Guerre, écologie et climat
Une petite musique chemine à bas bruit dans certains milieux
écologistes laissant entendre que tout compte fait la guerre russoukrainienne
pourrait être salutaire pour le climat. Toujours cette idée
que du pire, de la crise pourrait surgir le meilleur.

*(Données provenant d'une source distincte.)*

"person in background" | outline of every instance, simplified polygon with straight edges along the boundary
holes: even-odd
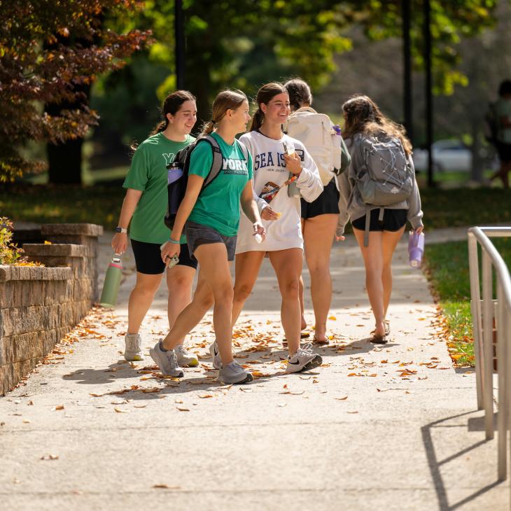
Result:
[[[163,218],[167,211],[167,165],[175,154],[194,140],[190,133],[197,122],[195,97],[186,90],[169,94],[163,103],[163,120],[135,150],[124,184],[126,195],[112,248],[122,254],[127,248],[128,227],[135,257],[136,281],[128,302],[128,328],[125,337],[127,360],[141,360],[140,326],[160,287],[165,264],[160,246],[170,237]],[[185,237],[179,262],[167,271],[168,316],[172,327],[178,314],[191,300],[197,260],[188,253]],[[198,365],[197,356],[179,340],[176,354],[183,365]]]
[[[337,235],[344,239],[344,227],[351,220],[364,260],[365,287],[374,316],[374,330],[370,340],[385,343],[390,334],[386,320],[392,294],[392,256],[403,232],[407,220],[417,234],[422,232],[423,213],[421,196],[415,180],[412,160],[412,144],[404,128],[388,119],[370,98],[362,94],[351,97],[342,106],[344,117],[344,135],[351,155],[351,163],[339,179],[340,215]],[[382,207],[364,203],[356,184],[358,176],[366,172],[366,162],[361,147],[369,140],[393,140],[398,142],[407,164],[410,166],[413,179],[411,195],[407,200]],[[366,223],[366,214],[370,216]],[[368,227],[368,243],[364,241]]]
[[[289,80],[284,84],[289,94],[291,106],[291,117],[295,118],[299,124],[304,124],[303,132],[307,133],[307,123],[311,118],[309,114],[317,113],[311,105],[312,94],[308,84],[300,78]],[[304,114],[304,115],[301,115]],[[328,129],[332,122],[329,121]],[[299,128],[300,129],[300,128]],[[314,129],[313,126],[311,129]],[[317,128],[316,128],[317,129]],[[310,137],[312,139],[313,137]],[[325,137],[323,137],[325,138]],[[341,161],[337,170],[345,170],[351,161],[349,152],[340,135],[330,136],[326,141],[330,145],[330,140],[340,146]],[[307,141],[302,140],[312,158],[314,158],[313,148],[307,147]],[[320,150],[322,148],[320,148]],[[328,150],[328,149],[327,149]],[[315,160],[318,167],[322,162]],[[302,231],[305,253],[305,261],[311,276],[311,298],[314,309],[314,337],[313,342],[318,344],[328,344],[326,334],[326,319],[332,302],[332,277],[330,274],[330,256],[332,243],[335,237],[335,229],[339,220],[339,190],[335,176],[328,169],[324,171],[322,178],[323,190],[317,199],[307,202],[302,199]],[[306,327],[304,316],[304,286],[303,279],[300,279],[300,302],[302,311],[302,329]]]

Le raisonnement proposé est tout à la fois simple et
désarmant. L’Union européenne, dès l’invasion de l’Ukraine par la
Russie, comprend qu’elle va être profondément impactée par son
extrême dépendance aux importations énergétiques d’origine
fossiles, principalement le gaz, le pétrole et le diesel. Dès le mois
de mai 2022 elle élabore dans l’urgence un plan – REPowerEU –
dans le but tout à la fois de réduire sa dépendance vis-à-vis de ces
combustibles et d’accélérer la transition énergétique en mettant au
coeur de sa démarche les thèmes de la sobriété et de l’austérité. La
désignation de l’ennemi russe ajoutant à l’approche une dimension
patriotique et guerrière. Il s’agit tout à la fois de faire progresser des
avancées climatiques et d’affaiblir le budget de guerre russe. La
sobriété énergétique deviendrait ainsi une condition pour gagner
la guerre. On vit même fleurir, à l’initiative du groupe des Verts/ALE
du Parlement européen, une campagne « Soyons solidaires avec
l’Ukraine » s’appuyant sur des affiches accompagnées de slogans
« Isolons Poutine, isolons les maisons » ou « Plus de soleil, plus de vent,
plus de paix ».
Sauf que rien ne se passe comme prévu. On assiste plutôt à
une ruée vers le gaz ou à la remise en service d’anciennes mines
de charbon. On voit se mettre en place de nouvelles stratégies
d’approvisionnement en gaz naturel liquéfié (GNL), d’acheminement
plus souple à travers des bateaux, plus cher, bien plus coûteux
pour l’environnement, souvent issu des gaz de schiste extraits par
fracturation et créant une nouvelle dépendance, cette fois-ci aux
États-Unis ou aux autres exportateurs d’hydrocarbures. On est bien
loin de l’allégation d’une recherche de transition bas-carbone qu’on
risque même de faire dérailler. Rien donc de propice à une diplomatie
de coopération. Faudrait-il associer à la notion bien nécessaire de
planification écologiste celle de planification de guerre ? Une telle
confusion est riche de dangers. Finalement grâce à Poutine et à sa
guerre une opportunité surgirait pour convaincre patronat et finance
de s’engager dans une écologie de guerre salvatrice de nature à
se transformer en arme économique pour affaiblir le potentiel
militaire de l’ennemi. Pari tout à la fois risqué et lourd de dérives
austéritaires. On comprend mieux les difficultés que rencontre
le bloc « occidental » à mettre de son côté la plupart des pays du
Sud qui soucieux avant tout de leur développement rechignent à
s’aligner sur de telles postures. La guerre ne peut être l’occasion
d’une opportunité pour l’écologie. Cette posture est d’autant plus
étonnante qu’elle s’écarte des dernières préoccupations du GIEC
qui, après des années, commence enfin à prendre en considération
l’impact des activités guerrières sur l’état du climat.